La presentazione, introdotta dal Direttore ICCG, Prof. Carlo Carraro, riassumerà alcune delle principali evidenze emerse dal Quinto Rapporto di Valutazione dell’IPCC sulla biodiversità terrestre e gli ecosistemi.

Abstract:

Il cambiamento climatico sarà un potente fattore di stress per gli ecosistemi terrestri nella seconda metà del XXI secolo, soprattutto per quanto riguarda scenari di forte surriscaldamento, quali RCP6.0 e RCP8.5.

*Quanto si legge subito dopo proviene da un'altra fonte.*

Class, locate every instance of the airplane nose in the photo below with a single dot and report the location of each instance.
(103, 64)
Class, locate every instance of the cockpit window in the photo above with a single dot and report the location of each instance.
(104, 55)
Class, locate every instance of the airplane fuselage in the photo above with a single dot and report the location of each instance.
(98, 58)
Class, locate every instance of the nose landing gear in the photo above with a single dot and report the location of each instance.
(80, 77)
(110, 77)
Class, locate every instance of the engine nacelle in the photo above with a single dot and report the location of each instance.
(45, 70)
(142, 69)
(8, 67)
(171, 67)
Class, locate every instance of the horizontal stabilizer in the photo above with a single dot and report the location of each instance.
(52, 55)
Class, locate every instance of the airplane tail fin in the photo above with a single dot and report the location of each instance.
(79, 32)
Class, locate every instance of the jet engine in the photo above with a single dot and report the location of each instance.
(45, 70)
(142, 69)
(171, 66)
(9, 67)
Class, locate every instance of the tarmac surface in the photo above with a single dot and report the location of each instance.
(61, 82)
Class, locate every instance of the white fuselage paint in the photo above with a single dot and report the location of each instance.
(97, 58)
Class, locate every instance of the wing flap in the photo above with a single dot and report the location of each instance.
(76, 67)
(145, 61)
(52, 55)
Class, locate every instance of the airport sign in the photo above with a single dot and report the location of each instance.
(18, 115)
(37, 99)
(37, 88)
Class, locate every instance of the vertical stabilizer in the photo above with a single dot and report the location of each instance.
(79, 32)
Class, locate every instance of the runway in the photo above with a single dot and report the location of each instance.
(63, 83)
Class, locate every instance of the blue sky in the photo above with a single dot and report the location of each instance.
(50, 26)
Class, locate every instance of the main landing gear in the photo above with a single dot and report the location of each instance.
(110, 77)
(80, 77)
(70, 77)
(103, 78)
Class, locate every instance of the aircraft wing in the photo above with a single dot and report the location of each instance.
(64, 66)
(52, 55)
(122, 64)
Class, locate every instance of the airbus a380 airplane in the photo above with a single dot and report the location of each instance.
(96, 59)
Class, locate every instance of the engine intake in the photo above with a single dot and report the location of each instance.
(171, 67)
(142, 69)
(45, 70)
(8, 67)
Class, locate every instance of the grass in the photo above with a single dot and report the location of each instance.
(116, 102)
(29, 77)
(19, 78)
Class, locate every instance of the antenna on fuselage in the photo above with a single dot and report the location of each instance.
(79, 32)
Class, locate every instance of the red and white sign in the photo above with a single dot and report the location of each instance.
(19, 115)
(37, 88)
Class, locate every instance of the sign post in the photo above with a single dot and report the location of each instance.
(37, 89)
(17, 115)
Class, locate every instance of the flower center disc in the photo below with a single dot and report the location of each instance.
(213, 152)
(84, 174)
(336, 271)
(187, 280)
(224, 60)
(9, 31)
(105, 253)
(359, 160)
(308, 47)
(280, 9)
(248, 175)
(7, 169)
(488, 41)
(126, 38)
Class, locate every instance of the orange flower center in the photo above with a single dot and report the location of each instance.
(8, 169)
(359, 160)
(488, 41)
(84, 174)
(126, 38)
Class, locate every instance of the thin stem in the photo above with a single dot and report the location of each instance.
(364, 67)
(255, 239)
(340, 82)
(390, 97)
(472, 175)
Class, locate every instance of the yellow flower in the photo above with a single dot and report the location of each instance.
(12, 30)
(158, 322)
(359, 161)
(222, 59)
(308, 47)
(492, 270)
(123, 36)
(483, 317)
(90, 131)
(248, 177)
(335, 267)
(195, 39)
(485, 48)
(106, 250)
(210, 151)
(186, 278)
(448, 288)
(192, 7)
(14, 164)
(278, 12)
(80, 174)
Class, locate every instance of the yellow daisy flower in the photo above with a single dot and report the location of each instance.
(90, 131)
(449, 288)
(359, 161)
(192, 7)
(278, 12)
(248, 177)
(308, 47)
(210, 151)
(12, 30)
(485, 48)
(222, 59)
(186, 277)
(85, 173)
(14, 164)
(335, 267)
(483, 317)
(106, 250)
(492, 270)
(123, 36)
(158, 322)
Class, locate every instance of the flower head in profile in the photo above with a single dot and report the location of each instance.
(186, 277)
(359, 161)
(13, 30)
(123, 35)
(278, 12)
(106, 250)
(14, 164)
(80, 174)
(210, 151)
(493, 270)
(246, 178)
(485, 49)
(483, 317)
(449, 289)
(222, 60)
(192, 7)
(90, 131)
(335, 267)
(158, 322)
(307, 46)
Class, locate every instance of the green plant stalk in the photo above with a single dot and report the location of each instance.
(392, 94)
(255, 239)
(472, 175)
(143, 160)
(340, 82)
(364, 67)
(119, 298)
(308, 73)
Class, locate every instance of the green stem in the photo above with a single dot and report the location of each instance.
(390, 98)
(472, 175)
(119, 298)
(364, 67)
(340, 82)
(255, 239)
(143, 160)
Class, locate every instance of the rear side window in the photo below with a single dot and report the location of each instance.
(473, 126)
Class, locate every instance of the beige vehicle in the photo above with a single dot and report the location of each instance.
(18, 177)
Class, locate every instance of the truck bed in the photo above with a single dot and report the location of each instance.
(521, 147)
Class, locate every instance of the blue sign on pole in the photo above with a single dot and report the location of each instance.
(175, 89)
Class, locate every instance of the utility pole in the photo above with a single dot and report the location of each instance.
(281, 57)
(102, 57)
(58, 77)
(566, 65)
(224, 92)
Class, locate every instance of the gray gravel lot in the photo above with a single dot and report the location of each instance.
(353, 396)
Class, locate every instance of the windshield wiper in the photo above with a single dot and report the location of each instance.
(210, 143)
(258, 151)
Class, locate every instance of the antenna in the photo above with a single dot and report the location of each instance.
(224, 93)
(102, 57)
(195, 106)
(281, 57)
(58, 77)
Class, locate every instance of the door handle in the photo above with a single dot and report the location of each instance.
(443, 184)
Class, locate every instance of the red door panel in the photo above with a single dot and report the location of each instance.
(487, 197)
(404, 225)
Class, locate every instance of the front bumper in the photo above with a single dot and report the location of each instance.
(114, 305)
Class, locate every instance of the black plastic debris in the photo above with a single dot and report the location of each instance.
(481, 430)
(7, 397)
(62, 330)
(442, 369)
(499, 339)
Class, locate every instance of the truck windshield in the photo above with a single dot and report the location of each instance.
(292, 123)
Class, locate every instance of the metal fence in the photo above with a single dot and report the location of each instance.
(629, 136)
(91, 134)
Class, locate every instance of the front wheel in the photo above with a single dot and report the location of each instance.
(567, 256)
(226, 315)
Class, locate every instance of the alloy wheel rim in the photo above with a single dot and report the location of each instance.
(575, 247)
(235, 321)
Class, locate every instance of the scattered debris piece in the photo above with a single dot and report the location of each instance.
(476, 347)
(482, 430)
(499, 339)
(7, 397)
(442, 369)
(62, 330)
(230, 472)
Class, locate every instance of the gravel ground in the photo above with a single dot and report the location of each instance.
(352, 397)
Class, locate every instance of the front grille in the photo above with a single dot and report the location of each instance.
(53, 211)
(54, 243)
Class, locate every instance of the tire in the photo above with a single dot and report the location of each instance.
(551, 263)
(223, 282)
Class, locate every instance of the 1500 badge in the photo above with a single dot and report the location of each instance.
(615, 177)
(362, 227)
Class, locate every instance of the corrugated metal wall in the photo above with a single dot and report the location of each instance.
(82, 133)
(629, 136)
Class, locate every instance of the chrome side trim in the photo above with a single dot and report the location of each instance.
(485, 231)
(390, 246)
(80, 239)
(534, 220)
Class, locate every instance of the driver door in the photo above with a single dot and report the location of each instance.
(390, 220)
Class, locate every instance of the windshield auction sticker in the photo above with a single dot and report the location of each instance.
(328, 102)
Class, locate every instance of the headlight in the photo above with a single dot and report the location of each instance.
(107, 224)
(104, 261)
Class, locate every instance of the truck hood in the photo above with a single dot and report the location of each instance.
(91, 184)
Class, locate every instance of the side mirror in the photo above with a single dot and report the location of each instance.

Gli impatti umani diretti quali l’uso del suolo e i cambiamenti d’uso dello stesso, l’inquinamento e lo sfruttamento delle risorse idriche continueranno a dominare le minacce sugli ecosistemi terrestri a livello globale nel corso dei prossimi tre decenni. Ma un clima che cambia aggrava gli altri impatti sulla biodiversità: cambiamenti dell’ecosistema derivanti dal cambiamento climatico potrebbero non essere completamente evidenti per diversi decenni, a causa dei lunghi tempi di risposta dei sistemi ecologici.

Secondo le proiezioni basate su modelli, in scenari di riscaldamento da basso a moderato (ad esempio, da RCP2.6 a RCP6.0) i cambiamenti d’uso del suolo continueranno a superare (e nascondere) l’importanza del cambiamenti climatici come driver di un cambiamento ecosistemico a livello globale; per gli scenari di cambiamento climatico più elevati, alcune proiezioni suggeriscono cambiamenti ecosistemici indotti dal clima sufficientemente ampi per eguagliare o superare gli impatti umani diretti su scala globale.

Negli ecosistemi terrestri ad alta altitudine e latitudine, cambiamenti climatici superiori a quelli previsti dall’RCP2.6 porteranno a grandi cambiamenti nella distribuzione delle specie e nella funzione ecosistemica, soprattutto dalla seconda metà del XXI secolo.